Events and match section
To write a rule, filter the selected context entity graph.
In this case, it is Fusion Feed. Then, filter on a specific indicator
type. For example, FILE. The following is an example.
events:
$context_graph.graph.metadata.product_name = "MANDIANT_FUSION_IOC"
$context_graph.graph.metadata.vendor_name = "MANDIANT_FUSION_IOC"
$context_graph.graph.metadata.source_type = "GLOBAL_CONTEXT"
$context_graph.graph.metadata.entity_type = "FILE"
You can add any other conditions of the event or context entity in the events section. You can join a field from the context entity and UDM event field. In the following example, the placeholder variable ioc is used to do a transitive
join between the context entity and the event. This placeholder variable is then used
in the match section to make sure there is a match in a specific timeframe.
$ioc = $context_graph.graph.entity.file.md5
$ioc = $e1.principal.process.file.md5
match:
$ioc over 1h
For more information about context entity fields that can be used in YARA-L rules, see the Fusion Feed context entity fields section.
Outcome section
Continuing with the previous example, the basic indicator matching rule is set up
against file hashes in the context entities in the graph.entity.file.md5
field and principal.process.file.md5 UDM field.
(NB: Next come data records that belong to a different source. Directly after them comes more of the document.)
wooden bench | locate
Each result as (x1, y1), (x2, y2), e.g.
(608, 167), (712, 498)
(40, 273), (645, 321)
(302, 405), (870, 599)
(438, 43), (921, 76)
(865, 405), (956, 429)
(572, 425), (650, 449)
Because this rule can match a large number of events, it is recommended that you refine the rule to match on context entities that have specific intelligence. For example, you may want to match on the confidence score that Mandiant assigned to the indicator, whether it was seen in a breached environment or the malware family associated with the indicator. This can all be done in the outcome section of the rule.
outcome:
// Extract the Mandiant Automated Intel confidence score of maliciousness
$confidence_score = max(if($context_graph.graph.metadata.threat.verdict_info.source_provider = "Mandiant Automated Intel", $context_graph.graph.metadata.threat.verdict_info.confidence_score, 0))
// Extract the status of the indicator as seen in a breached environment
$breached = max(if($context_graph.graph.metadata.threat.verdict_info.pwn = true, 1, 0))
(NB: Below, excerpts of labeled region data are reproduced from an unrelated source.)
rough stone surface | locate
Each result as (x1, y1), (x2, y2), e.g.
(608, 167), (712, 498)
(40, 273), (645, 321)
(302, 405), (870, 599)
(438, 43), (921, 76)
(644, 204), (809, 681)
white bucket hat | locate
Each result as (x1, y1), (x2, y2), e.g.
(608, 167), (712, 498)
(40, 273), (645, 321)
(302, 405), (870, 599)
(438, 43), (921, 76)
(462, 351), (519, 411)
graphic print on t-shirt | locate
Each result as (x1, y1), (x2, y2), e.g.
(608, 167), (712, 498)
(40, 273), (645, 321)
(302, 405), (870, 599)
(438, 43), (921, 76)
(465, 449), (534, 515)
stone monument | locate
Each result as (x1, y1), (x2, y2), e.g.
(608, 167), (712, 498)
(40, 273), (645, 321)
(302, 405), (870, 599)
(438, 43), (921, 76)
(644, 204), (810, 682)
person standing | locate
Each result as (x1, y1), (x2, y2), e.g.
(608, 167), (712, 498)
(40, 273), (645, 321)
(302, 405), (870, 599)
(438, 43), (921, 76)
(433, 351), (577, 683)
// Intermediary outcome variable to combine conditions of intelligence extracted in the previous outcome variables.
// Return 1 if conditions are met, otherwise return 0.
$matched_conditions = if($confidence_score >= 80 AND $breached = 1, 1, 0)
In the outcome section of the YARA-L rule, the confidence score is
extracted using an if statement wrapped in a max function. This technique is
required for multi-event rules. The same technique is used to extract the
pwn variable from verdict_info, which indicates whether an
indicator has been seen in a breached environment identified by Mandiant.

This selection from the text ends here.